4-2 大家が亡くなり、遺産分割協議が完了する前に、賃貸借契約を結ぶ方法

遺産分割協議

賃貸経営をしていた大家が亡くなり、その子供がアパートを相続することになった場合、相続人が複数いると、遺産分割協議が完了するまでに時間がかかり、その間に、新たに物件を借りたいという人が現れることがあります。

遺産分割協議が整う前は、相続財産(アパート)は、相続人全員の共有物になりますので、相続人全員の意思の合致があれば、遺産分割協議前であっても、相続財産を賃貸することは可能です。

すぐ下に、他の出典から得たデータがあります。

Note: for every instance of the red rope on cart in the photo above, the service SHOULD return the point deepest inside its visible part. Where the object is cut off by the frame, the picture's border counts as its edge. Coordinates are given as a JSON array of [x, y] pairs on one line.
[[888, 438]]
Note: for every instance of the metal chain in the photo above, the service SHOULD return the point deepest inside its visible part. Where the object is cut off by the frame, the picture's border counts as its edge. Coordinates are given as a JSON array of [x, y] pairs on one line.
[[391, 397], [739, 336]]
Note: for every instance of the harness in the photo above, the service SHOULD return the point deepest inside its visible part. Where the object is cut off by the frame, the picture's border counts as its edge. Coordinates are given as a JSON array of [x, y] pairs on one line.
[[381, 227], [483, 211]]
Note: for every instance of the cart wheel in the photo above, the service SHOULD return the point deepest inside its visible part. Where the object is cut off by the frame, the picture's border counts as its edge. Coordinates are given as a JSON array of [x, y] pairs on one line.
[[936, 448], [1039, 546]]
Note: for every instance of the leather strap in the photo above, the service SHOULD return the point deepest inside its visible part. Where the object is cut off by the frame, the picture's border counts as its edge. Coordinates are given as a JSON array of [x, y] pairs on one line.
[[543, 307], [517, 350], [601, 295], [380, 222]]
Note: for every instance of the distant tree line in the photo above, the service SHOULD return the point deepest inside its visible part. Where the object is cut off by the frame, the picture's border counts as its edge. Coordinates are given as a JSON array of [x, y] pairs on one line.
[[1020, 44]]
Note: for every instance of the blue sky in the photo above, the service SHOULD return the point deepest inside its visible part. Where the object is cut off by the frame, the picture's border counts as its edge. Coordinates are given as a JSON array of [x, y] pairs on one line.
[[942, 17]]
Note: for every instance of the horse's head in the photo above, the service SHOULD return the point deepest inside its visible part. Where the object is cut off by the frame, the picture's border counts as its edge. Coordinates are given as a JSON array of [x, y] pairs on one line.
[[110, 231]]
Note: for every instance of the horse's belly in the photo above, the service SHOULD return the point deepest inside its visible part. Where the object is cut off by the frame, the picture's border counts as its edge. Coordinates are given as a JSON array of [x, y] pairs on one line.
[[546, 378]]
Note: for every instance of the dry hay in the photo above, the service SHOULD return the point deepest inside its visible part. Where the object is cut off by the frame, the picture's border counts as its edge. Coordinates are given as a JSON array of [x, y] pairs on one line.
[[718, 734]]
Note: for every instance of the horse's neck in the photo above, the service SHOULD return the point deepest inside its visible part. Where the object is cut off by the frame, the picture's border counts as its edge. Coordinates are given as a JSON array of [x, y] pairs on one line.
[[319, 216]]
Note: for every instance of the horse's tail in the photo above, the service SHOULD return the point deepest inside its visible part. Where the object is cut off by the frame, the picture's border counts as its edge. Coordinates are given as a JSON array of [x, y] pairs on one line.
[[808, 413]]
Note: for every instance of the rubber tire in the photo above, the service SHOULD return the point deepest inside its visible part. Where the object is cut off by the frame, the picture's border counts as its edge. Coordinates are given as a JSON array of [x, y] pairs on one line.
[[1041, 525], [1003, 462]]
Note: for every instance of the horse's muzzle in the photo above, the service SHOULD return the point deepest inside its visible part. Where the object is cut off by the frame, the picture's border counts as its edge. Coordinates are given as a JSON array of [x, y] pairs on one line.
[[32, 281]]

このような場合の一般的な方法としては、相続人の中で代表者を一人決めてもらい、他の相続人から、代表者に対して、賃貸借契約の締結権限のある委任状を出してもらうようにし、賃貸借契約書には代表者一人に署名押印してもらいます。

仲介に当たる業者としては、重説で、賃借人に対して、登記名義人(被相続人)と、賃貸人(相続人)が異なっている理由を説明すればOKです。

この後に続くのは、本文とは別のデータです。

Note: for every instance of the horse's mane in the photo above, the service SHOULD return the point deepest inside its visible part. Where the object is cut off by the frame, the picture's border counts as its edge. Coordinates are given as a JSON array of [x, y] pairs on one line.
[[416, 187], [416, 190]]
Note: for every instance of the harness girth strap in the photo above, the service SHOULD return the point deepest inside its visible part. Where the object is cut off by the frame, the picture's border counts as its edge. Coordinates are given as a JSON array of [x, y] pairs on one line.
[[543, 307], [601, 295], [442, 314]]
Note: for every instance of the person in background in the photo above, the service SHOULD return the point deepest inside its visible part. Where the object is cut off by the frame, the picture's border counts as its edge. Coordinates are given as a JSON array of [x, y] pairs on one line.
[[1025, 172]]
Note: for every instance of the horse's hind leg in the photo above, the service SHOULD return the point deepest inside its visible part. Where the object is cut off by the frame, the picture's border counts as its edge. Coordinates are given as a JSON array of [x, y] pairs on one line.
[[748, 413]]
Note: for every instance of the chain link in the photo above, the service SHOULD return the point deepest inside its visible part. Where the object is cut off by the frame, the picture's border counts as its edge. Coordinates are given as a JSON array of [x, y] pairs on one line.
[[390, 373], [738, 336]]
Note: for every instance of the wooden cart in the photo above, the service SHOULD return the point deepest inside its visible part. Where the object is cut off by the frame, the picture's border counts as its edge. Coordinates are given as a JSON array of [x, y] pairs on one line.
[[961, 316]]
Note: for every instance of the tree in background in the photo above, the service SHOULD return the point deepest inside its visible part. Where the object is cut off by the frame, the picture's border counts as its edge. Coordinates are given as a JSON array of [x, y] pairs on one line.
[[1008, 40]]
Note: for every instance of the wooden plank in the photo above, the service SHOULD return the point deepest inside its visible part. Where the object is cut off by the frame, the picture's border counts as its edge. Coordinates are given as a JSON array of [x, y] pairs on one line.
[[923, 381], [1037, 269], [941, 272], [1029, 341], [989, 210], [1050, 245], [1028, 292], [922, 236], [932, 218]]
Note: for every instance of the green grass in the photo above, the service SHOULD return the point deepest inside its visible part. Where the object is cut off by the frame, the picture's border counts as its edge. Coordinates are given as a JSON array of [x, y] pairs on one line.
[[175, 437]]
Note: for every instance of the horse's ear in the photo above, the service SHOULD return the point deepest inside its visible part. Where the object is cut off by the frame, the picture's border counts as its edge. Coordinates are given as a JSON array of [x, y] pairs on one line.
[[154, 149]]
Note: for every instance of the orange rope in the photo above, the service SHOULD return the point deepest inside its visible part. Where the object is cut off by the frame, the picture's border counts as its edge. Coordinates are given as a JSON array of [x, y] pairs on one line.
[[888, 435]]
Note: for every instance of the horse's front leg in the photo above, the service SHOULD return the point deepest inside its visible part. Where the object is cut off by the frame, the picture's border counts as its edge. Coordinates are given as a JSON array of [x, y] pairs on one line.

売買の基礎知識3-1『売買契約書や覚書への署名の仕方

なお、相続人全員の賃貸意思の合致が得られていない場合、もしくは相続人の一部と連絡が取れないような場合において、宅建業者が一部の相続人だけの希望に沿って賃貸借契約の仲介行為を行ってしまうと、後になってトラブルに巻き込まれる可能性がありますので、注意が必要です。